TDA/H : Au-delà du diagnostic
« Les études tendent à démontrer que plus on intervient dans la classe ordinaire, meilleures sont les chances, car l’enfant va avoir des modèles positifs. L’idée, c’est d’agir le plus possible en prévention, avoir des interventions concertées. Il s’agit aussi de sortir un peu des sentiers battus et de permettre à certains élèves, par exemple, de travailler debout à l’arrière de la classe. Certains enseignants vont l’accepter, ont plus de flexibilité et de créativité. Parfois, il peut aussi arriver qu’il y ait jumelage avec une autre classe pour que l’élève se rende dans un autre cours d’éducation physique, qu’il puisse bouger plus », affirme la Dre Fanny Trudel, psychologue œuvrant dans plusieurs écoles primaires du Centre de services scolaire des Draveurs, à Gatineau.
Affirmant qu’il y a un courant de pensée qu’elle appelle « la culture de l’identification » au sein du système d’éducation, celle qui a aussi agi comme psychoéducatrice durant une décennie insiste pour dire qu’en contexte scolaire, absolument rien n’oblige d’avoir un diagnostic pour offrir des mesures d’adaptation.

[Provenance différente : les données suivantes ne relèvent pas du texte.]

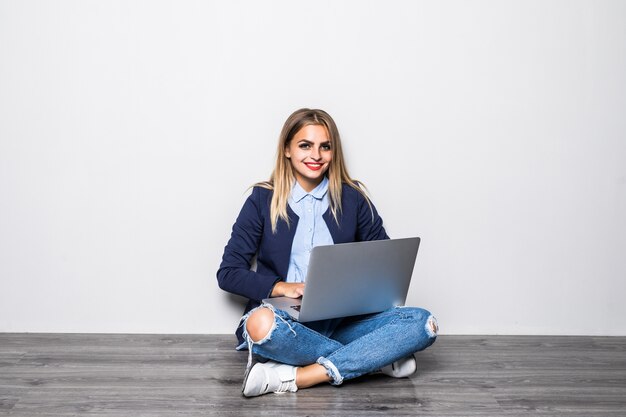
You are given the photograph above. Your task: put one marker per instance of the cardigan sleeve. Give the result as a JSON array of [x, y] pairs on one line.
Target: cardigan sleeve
[[234, 274], [370, 224]]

« C’est bien important, car les psychologues peuvent faire autre chose que de l’évaluation et je pense qu’on peut être encore plus utiles encore. Pour les élèves qui ont des symptômes reliés au TDA/H, on va mettre en place beaucoup de choses avant d’en arriver à l’évaluation. Celle-ci devient nécessaire seulement quand les parents souhaitent aller vers la médication. Mais avant d’en arriver là, il y a toute la portion où l’enseignant et les professionnels peuvent offrir du soutien. Il y a une panoplie d’outils à notre disposition, il y a des entreprises qui se spécialisent là-dedans. Il y a les bandes élastiques pour pattes de chaises, pour que l’élève puisse bouger sans que ça fasse de bruit, il y a des objets d’apaisement, il y a aussi des coussins gonflables (Movin’sit) pour que l’enfant puisse gigoter sas risquer de tomber, etc », explique la Dre Trudel.
Cette dernière affirme que non seulement les outils se sont raffinés au fil des ans, mais notre compréhension également.

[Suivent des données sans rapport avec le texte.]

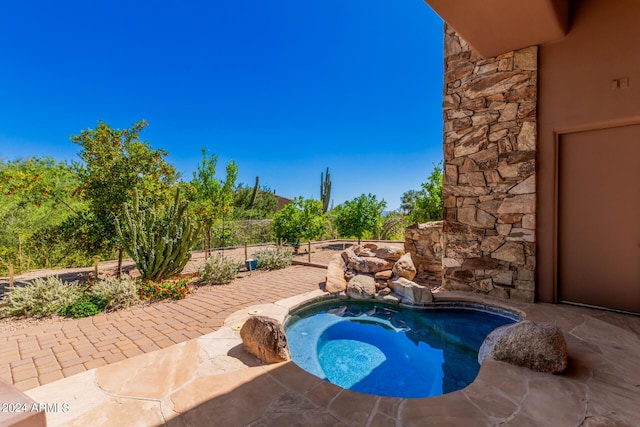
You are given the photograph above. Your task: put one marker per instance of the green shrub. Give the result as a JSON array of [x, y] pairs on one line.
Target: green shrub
[[218, 270], [41, 298], [175, 288], [84, 307], [118, 293], [274, 259], [158, 244]]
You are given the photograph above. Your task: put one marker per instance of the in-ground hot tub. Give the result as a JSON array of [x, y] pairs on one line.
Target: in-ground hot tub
[[391, 350]]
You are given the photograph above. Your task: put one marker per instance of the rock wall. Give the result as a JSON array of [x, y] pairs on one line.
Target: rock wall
[[489, 110], [424, 243]]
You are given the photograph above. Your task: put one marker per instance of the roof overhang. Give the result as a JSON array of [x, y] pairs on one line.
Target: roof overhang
[[493, 27]]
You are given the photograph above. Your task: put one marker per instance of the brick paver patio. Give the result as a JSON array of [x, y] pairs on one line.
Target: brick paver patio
[[41, 354]]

« Je vois des enseignants qui ont des espèces de petits cartons sur lesquels on inscrit n’importe quoi, surtout s’il s’agit des plus jeunes qui ne savent pas encore lire, et quand l’élève a besoin de bouger, ils leur en donnent un pour qu’il aille le remettre à la secrétaire, qui comprend alors que l’enfant n’avait que besoin de s’activer un peu. La créativité n’a pas de limites. Il y a aussi le temps d’écran qui peut faire en sorte d’augmenter les symptômes et de réduire le temps de concentration. Ça peut être problématique. Même chez les adultes, on est tellement habitués de zapper que la durée d’attention fond comme neige au soleil », soutient la spécialiste.
Filles versus garçons
Mme Trudel affirme qu’en raison de leurs symptômes plus apparents dans la majorité des cas, les garçons aux prises avec un TDA/H ressortent davantage du lot à l’école, alors que les filles, qui tendent à être plus lunatiques, passent parfois un peu plus sous le radar. Les filles sont surreprésentées dans la présentation inattentive prédominante, tandis que les garçons sont surreprésentés dans la présentation hyperactivité et impulsivité prédominante.
« Ça fait en sorte que l’attention des enseignants et des adultes est plus portée vers les élèves qui vont bouger beaucoup, parce qu’ils sont plus dérangeants, parce qu’ils occupent plus d’espace et prennent plus d’initiatives. Ils sont plus dans le pétrin, ils se font plus attraper que les autres, aussi, car ils n’ont pas le temps de réfléchir et de planifier. Ce sont souvent des garçons. Ce sont ces élèves-là qui vont avoir un peu plus de services au niveau des techniciens en éducation spécialisée, parce qu’ils vont vivre des conflits plus régulièrement », note-t-elle.
La Dre Trudel souligne qu’on essaie de favoriser « une communication ouverte » entre le milieu familial et le milieu scolaire.
« Parfois, des parents vont instaurer une médication sans en parler à l’école. Je comprends jusqu’à un certain point, car ils ne veulent pas se faire influencer et avoir la perception de l’enseignant, mais en même temps, le problème à ce moment-là est qu’on ne fait que capitaliser sur la médication et non les autres interventions en amont. L’enseignant, ce sont les yeux des parents. Il pourrait par exemple dire que la médication est trop élevée, qu’il n’a plus le même petit bonhomme devant lui en classe ou encore que l’effet est de trop courte durée. Ce n’est pas simple, souvent les deux parties se sentent jugées et incomprises », raconte la psychologue.